Turnover (£m): 86.2
Average PEP: 552
Equity spread (£k): 265-742
Profit margin (%): 32
RPL (£k): 526
Vision – 
Execution – 
Governance – 
For Ince & Co it was a steady year, with turnover dipping slightly to £86.2m from £86.3m a year earlier. Net profit was up by 6.1 per cent, from £26m at the 2009-10 year-end to £27.6m. Average profit per equity partner was down slightly on last year’s, but is still a healthy £552,000, down by 2.8 per cent from £568,000.
While many of its peer firms in the insurance markets are expanding through consolidation and bringing volume services into the fold, Ince has made the strategic decision to focus on the premium end of the shipping, construction and insurance markets.
It is rare for the firm to make lateral hires, and it made only one in the past year, taking partner Stephen Marais from DLA Piper for the asset finance group in March.
Instead Ince focuses on organic growth, last year keeping on 10 of its 12 trainees.

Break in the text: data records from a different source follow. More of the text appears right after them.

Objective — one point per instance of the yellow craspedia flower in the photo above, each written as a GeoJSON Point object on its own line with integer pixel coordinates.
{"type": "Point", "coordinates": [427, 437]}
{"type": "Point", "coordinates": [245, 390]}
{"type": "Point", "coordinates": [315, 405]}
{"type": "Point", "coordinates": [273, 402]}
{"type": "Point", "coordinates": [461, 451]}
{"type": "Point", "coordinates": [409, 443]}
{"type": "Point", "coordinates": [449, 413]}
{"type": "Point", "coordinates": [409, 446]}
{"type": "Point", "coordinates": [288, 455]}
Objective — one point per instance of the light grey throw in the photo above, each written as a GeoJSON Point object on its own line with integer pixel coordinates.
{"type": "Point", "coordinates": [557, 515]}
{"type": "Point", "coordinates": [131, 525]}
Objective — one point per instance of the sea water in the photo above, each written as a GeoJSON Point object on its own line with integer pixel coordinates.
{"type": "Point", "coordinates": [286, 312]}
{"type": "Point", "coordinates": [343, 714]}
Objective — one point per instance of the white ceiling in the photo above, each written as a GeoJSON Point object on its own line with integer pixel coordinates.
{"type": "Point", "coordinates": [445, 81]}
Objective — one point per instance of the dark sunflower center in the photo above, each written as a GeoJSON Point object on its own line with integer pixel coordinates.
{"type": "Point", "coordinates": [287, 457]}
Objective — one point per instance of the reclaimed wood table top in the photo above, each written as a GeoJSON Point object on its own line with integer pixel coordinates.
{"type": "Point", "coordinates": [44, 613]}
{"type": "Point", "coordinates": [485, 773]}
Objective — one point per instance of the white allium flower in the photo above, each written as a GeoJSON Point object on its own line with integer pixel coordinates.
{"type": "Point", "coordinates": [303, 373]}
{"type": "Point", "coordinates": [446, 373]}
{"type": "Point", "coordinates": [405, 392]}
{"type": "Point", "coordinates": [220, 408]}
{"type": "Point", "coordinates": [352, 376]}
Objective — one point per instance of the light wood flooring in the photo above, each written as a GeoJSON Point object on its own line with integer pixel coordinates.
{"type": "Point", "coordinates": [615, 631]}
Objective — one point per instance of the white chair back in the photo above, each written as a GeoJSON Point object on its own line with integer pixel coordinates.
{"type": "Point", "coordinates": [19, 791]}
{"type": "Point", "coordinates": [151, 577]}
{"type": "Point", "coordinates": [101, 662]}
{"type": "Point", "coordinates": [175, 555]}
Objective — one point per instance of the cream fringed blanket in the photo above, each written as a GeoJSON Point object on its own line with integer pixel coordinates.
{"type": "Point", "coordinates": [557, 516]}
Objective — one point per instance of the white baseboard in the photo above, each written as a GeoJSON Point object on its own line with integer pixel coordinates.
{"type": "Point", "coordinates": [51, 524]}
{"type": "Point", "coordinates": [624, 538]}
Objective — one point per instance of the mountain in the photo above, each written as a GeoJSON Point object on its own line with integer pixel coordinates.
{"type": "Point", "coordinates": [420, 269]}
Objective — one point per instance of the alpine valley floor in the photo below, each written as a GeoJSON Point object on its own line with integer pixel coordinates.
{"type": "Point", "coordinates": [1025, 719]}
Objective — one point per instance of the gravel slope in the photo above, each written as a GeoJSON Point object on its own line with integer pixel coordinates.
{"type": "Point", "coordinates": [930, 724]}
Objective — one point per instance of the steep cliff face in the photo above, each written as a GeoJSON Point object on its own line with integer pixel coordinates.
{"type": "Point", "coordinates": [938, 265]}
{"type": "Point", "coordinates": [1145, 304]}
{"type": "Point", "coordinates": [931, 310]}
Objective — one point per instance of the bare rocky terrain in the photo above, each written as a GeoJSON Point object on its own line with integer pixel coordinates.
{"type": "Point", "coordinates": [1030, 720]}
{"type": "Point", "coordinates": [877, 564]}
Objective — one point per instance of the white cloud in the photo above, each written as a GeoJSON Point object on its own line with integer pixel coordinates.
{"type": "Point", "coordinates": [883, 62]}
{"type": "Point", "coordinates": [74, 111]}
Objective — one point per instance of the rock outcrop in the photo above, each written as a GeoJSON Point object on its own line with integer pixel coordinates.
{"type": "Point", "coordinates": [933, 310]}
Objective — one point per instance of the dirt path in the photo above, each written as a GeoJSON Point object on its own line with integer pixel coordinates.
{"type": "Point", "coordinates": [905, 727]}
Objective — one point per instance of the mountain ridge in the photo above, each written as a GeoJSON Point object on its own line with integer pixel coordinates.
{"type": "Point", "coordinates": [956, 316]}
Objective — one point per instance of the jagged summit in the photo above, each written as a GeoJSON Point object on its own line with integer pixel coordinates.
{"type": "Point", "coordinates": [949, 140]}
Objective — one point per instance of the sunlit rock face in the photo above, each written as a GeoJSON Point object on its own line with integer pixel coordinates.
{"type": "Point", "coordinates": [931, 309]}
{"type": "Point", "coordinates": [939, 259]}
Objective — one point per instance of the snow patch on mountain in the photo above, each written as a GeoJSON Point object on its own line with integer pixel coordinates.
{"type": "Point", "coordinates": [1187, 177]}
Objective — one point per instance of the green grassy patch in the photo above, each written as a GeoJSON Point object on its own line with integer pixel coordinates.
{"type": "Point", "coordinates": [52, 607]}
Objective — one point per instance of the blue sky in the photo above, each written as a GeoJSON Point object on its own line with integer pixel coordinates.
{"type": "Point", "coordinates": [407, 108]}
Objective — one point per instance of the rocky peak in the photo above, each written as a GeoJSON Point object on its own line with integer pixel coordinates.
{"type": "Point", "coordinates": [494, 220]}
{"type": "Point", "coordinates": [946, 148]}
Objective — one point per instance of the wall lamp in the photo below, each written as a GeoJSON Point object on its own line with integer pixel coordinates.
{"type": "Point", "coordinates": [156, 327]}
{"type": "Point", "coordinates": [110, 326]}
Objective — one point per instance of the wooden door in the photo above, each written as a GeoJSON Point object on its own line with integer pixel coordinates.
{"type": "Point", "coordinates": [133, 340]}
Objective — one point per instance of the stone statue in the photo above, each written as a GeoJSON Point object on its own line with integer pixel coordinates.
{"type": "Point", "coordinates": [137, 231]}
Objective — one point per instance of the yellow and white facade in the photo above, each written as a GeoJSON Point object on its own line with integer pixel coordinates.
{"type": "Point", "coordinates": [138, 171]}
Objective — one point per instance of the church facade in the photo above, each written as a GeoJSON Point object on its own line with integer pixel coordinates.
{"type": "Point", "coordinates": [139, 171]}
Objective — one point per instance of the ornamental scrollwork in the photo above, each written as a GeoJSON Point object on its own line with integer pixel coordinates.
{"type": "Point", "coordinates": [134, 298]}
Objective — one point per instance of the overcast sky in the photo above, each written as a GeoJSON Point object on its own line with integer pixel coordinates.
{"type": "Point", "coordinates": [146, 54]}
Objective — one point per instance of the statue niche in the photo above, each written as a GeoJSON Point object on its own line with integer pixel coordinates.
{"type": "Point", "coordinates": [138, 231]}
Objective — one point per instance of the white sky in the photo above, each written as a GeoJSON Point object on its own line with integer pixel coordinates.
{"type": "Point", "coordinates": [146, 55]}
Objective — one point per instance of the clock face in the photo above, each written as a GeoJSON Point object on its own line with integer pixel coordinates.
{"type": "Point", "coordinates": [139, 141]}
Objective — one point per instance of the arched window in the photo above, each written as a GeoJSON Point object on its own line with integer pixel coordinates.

The focus in the past year has been on growing the firm’s presence in Asia. In October Ince moved to larger premises in Shanghai with a view to growing its presence there. This was supported in April by the launch of Ince Law Alliance with newly launched Singapore firm Incisive Law. The move, according to senior partner James Wilson, kick-started a strategy to offer local law capabilities alongside English law services in jurisdictions where it is possible.
With nine offices globally this is a bold move that should shore up some high-level instructions for the firm.